Michael Hardy described Ogg’s ongoing battle with criminal justice reform this way:
“Many in Houston’s legal community have thought back to that moment, now that fourteen Harris County prosecutors and one DA investigator have filed to run for criminal court judgeships this year—eight in Democratic primaries, seven in Republican primaries. It is not unusual for prosecutors to run for judgeships, but the high number in this election cycle has raised eyebrows. In 2020 not a single Harris County prosecutor ran in any of the nine local criminal court races; in 2018, which featured 31 races, just one prosecutor ran. But with Ogg linking a sharp rise in homicides to the bail practices of reform-minded judges elected in recent years, perhaps it’s no surprise that so many of her prosecutors are challenging the 29 Democratic incumbents up for reelection this year.”

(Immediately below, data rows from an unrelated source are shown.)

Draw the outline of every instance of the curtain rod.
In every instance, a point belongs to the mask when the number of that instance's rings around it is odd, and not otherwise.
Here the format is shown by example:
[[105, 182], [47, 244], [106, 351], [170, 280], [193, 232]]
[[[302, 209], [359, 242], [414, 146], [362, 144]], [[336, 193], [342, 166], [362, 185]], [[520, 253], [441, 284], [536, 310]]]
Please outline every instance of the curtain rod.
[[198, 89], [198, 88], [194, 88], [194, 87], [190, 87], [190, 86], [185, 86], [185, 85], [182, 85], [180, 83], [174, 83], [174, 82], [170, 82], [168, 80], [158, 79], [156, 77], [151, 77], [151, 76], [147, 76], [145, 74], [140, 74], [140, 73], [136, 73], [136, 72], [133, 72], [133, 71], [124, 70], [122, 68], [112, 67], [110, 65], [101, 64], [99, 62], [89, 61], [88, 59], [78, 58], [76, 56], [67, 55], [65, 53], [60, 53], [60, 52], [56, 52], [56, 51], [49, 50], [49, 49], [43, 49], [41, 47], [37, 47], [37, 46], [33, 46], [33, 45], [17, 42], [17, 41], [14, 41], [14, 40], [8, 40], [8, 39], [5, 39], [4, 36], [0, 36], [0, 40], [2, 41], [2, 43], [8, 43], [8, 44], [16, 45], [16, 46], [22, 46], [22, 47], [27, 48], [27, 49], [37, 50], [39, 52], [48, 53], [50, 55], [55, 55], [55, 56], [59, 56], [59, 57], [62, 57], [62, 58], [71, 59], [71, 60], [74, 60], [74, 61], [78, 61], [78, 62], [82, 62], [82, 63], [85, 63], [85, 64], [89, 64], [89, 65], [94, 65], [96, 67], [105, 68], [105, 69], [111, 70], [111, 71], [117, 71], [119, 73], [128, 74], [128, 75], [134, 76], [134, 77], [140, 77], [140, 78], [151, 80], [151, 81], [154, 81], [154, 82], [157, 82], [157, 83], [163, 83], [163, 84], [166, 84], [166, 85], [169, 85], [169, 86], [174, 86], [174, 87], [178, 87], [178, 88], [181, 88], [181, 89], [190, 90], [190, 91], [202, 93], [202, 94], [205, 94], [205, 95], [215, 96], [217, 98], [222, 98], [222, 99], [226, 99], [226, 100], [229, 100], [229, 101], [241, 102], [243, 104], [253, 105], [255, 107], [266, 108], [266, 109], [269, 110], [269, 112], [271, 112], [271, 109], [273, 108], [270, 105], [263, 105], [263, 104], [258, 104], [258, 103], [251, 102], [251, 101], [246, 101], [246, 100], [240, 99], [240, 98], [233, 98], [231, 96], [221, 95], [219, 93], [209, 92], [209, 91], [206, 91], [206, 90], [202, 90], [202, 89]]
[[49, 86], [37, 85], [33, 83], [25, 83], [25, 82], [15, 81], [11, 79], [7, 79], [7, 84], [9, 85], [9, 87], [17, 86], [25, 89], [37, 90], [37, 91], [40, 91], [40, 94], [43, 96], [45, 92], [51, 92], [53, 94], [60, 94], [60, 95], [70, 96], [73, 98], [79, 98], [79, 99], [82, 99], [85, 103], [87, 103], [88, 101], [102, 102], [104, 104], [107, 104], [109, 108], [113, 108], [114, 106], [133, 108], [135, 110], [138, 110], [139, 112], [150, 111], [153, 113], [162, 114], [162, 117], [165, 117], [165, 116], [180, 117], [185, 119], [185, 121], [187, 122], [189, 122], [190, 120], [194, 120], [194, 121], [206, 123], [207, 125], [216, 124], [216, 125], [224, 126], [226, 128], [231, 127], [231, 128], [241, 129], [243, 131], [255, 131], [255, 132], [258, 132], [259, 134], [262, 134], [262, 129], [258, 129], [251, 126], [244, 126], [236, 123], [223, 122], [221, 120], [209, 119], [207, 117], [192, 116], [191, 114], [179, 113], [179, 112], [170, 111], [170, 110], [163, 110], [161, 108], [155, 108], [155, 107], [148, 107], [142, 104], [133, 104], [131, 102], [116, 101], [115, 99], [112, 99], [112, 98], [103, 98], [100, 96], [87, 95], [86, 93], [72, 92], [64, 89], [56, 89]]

Ogg has declared a politically-motivated revenge war on the Harris County Democratic Party—the very people responsible for her 2016 election and 2020 reelection. The war came to a head when 10 incumbent Democratic judges lost their primary bids for reelection this past March.
These election defeats can be directly tied to Ogg, who, in October 2021, took to the television airways to warn Houstonians that “Democratic judges” were letting “murderers [run] around on multiple bonds, people who have killed other people go back and kill the witnesses. It’s a scary time, and I’m here to warn people – we don’t have to live like this. We need an urgency.”
That so-called “warning” was nothing more than fear-mongering.
Granted, the number of homicides in Houston has increased since 2019, and there has been a spike in the number of offenses committed by people on bail since 2015. However, the hardcore truth is that there is absolutely no responsible data linking the increase in violent crime to bail reform.
The truth is that the overwhelming majority of homicides in Houston during 2020 and 2021 were committed by people who were not on bail. The same is true for the rise in other “violent” crimes. The overwhelming majority of these crimes are committed by people who are not on pre-trial release.
For whatever reasons (and there are plenty to go around), the COVID-19 pandemic and the resulting economic stressors have unquestionably spawned a dramatic increase in violent crime, especially homicides, in virtually every major city in the country.
But these increases have nothing meaningful to do with “bail reform” or “reform-minded judges.” Trying to link increased violent crime to bail reform or “Democratic” judges is nothing more than politically motivated “law-and-order” politics fueled by conservative Republicans and rogue Democrats like Kim Ogg.
The truth is that Kim Ogg has failed to make promised common-sense reforms to make the courts fair to all, both defendants and victims of crime. She has taken the slippery slope of her predecessors by using dog whistles and blame to spiral into a dark hole with no policy other than political survival. Meanwhile, the office is in disarray, with prosecutors “bailing out” in droves and joining DA’s offices in surrounding counties where they can practice law without oppressive micromanagement and plummeting office morale.